Theoretical Statistics and Mathematics Unit, ISI Delhi

February 18, 2014 (Tuesday) ,
3:30 PM at Webinar

Speaker:
Yuri Bilu,
University of Bordeaux, France

Title:
Drawing curves on checkered paper.

Abstract of Talk

Imagine a sheet of checkered paper, the one used in arithmetic classes in primary schools. Let us try to draw a curve on this sheet which would intersect as many ``crossings'' as possible. (In other words: how many lattice points a compact curve can meet?) Of course, one can draw a rather ``curvy'' curve which would pass through every crossing. But the problem becomes interesting if the curve is assumed ``not too curvy''. For instance, in 1927 the Czech mathematician Jarnik proved that a *strictly convex* curve can pass at most $O(N^{2/3})$ crossings on an $N \times N$ checkered sheet.

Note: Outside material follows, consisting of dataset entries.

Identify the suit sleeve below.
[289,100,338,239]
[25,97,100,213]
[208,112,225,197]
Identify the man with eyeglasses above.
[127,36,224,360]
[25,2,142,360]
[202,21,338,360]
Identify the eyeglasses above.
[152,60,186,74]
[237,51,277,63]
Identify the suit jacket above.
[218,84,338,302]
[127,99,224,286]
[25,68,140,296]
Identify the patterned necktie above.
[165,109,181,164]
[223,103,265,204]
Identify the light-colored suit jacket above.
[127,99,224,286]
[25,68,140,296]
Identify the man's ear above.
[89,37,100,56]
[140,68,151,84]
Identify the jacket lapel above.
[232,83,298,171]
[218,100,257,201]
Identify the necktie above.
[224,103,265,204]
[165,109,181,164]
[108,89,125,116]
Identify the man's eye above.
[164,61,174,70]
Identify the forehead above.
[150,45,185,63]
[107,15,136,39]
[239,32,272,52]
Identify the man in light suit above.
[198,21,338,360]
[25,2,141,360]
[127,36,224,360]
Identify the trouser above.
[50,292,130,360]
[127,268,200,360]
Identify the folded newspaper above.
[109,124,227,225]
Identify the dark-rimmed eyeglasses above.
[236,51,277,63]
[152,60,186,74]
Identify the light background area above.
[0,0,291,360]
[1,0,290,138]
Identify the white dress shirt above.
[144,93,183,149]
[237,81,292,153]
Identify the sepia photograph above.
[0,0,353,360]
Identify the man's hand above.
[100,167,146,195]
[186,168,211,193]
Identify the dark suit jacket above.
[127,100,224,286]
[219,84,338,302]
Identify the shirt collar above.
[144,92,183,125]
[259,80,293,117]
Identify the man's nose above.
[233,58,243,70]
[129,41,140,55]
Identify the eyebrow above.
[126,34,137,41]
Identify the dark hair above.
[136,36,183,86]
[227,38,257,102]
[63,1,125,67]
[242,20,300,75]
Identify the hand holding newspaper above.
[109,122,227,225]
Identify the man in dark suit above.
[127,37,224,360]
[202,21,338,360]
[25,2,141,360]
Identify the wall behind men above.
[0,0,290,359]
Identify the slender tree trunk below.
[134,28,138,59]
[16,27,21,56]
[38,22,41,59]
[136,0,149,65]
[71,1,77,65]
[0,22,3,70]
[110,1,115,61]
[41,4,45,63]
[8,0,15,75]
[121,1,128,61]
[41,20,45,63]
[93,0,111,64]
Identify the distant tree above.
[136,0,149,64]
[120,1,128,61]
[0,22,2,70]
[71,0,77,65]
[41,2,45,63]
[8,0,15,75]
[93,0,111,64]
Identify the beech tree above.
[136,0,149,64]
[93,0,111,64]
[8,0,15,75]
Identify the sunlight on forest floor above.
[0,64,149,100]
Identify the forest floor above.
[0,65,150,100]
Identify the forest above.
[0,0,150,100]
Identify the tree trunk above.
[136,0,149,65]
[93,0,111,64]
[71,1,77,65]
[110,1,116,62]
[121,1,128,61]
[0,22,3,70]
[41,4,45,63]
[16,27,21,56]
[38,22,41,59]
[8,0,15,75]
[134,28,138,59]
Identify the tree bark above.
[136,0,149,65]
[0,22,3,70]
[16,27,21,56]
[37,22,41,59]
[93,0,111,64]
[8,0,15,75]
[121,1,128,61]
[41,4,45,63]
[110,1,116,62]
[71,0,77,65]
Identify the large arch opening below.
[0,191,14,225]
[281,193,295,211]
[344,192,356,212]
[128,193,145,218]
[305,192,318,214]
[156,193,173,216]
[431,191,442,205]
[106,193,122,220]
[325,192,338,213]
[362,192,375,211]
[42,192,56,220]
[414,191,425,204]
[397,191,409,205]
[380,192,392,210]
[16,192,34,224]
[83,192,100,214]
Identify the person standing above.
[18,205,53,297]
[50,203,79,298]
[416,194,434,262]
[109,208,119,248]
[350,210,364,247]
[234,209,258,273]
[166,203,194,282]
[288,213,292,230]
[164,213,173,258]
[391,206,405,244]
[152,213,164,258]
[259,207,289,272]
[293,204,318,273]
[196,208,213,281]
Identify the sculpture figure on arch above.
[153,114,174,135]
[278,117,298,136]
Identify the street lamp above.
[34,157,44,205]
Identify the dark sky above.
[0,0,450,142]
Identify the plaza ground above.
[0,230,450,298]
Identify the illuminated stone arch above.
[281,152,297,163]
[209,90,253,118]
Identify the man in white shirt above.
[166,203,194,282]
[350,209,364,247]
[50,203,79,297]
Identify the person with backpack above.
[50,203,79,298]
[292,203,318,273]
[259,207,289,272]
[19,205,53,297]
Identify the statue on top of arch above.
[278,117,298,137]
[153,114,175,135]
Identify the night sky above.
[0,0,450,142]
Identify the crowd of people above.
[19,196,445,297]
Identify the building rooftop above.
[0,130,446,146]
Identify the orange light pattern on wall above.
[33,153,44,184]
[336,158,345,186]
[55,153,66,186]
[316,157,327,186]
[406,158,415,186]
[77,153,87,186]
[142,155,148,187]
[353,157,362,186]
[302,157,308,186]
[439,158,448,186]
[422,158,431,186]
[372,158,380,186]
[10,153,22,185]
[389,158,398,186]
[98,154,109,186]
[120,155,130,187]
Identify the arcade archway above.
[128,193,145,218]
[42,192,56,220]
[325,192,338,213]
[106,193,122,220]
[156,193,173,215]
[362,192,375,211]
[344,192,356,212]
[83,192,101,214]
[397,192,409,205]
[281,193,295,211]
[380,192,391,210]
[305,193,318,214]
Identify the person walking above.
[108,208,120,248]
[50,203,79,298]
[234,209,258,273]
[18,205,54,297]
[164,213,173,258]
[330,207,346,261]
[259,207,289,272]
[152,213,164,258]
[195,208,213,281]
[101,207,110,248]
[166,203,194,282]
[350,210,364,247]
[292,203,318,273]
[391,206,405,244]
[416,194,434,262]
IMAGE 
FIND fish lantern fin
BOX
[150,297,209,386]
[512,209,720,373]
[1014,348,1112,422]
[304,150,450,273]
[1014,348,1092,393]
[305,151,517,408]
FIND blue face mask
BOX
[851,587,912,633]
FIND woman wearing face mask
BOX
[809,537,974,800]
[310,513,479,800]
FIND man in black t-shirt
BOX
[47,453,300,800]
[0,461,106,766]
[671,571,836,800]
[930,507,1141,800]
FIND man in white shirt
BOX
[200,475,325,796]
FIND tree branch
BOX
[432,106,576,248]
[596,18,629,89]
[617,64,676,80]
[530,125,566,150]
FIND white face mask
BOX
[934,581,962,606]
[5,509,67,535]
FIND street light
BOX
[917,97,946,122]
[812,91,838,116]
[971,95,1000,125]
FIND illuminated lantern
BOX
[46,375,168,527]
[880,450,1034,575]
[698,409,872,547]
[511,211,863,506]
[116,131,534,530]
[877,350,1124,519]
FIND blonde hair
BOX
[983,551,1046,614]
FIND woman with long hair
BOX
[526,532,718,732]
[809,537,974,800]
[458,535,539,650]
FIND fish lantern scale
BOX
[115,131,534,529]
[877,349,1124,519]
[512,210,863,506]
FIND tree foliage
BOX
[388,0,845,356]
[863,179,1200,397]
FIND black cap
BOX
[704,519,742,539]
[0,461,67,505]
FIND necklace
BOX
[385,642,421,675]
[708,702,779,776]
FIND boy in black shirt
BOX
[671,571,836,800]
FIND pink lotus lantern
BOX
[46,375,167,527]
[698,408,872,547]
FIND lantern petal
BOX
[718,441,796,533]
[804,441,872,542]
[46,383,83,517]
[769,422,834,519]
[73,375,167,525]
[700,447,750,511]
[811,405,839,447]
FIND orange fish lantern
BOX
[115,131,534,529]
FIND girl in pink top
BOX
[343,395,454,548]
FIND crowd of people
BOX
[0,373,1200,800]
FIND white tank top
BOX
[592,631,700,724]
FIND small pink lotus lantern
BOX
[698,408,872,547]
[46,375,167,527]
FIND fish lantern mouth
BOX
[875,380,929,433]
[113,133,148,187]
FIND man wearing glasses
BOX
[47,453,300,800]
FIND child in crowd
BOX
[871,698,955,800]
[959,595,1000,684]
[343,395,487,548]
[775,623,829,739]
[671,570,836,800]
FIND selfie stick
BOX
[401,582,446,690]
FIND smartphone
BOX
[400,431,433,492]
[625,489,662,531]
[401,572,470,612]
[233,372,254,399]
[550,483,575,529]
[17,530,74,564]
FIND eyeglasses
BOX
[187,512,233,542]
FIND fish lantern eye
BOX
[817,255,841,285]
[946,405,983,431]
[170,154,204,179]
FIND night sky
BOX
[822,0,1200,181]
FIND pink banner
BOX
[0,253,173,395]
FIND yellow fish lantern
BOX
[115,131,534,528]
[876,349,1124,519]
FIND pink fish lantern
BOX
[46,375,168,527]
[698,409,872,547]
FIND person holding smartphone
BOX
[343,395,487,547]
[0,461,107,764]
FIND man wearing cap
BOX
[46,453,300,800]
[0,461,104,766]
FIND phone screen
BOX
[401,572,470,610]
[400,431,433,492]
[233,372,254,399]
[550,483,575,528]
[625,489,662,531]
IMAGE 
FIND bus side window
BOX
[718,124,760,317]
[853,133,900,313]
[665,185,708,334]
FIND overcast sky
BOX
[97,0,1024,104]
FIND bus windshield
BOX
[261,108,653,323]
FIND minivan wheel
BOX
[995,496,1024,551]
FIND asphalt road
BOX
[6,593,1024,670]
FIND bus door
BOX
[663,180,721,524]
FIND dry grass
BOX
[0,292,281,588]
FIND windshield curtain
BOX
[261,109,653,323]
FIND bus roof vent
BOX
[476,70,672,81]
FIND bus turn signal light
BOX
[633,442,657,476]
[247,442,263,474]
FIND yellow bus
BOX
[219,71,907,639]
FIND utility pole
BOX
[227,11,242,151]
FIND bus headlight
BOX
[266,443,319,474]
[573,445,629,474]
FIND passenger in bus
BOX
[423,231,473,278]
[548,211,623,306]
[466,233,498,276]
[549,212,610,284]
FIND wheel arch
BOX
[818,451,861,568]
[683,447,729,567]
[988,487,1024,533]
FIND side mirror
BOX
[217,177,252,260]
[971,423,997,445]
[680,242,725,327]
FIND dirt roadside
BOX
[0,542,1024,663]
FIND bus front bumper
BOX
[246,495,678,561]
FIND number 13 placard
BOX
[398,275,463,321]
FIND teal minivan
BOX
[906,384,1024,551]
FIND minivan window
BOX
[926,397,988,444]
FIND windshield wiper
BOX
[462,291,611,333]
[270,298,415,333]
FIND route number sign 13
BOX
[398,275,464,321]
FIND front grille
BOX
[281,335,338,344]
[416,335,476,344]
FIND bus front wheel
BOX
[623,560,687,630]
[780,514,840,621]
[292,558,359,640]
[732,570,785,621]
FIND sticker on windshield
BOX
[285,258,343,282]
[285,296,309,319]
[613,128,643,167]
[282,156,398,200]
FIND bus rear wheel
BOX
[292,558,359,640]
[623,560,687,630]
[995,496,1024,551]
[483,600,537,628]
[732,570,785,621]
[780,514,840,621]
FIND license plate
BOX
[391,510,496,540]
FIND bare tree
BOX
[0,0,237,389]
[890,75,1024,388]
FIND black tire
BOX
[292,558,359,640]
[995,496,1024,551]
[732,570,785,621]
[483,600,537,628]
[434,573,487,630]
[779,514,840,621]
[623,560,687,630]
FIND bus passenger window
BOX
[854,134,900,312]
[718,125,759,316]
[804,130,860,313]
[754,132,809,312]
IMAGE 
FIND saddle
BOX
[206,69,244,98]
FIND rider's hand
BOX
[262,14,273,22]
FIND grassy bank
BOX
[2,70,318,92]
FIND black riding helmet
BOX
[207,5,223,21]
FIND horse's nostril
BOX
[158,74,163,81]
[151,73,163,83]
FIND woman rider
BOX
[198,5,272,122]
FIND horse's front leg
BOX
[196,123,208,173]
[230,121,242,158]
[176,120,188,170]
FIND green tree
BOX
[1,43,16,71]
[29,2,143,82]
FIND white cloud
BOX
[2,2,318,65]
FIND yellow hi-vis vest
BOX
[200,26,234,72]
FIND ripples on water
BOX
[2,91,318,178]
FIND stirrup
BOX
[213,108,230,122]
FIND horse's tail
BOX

I will prove the theorem of Jarnik using an argument suggested by the German mathematician Dörge (1926), who worked independently of Jarnik on related problems. I will then show how a slight modification of D\"orge's argument leads to a wonderful theorem of Bombieri and Pila (1989) on counting lattice points on analytic curves.
If time permits, I will say a few words how in the last years these ideas were successfully used by Zannier, Pila and others to attack some prominent conjectures.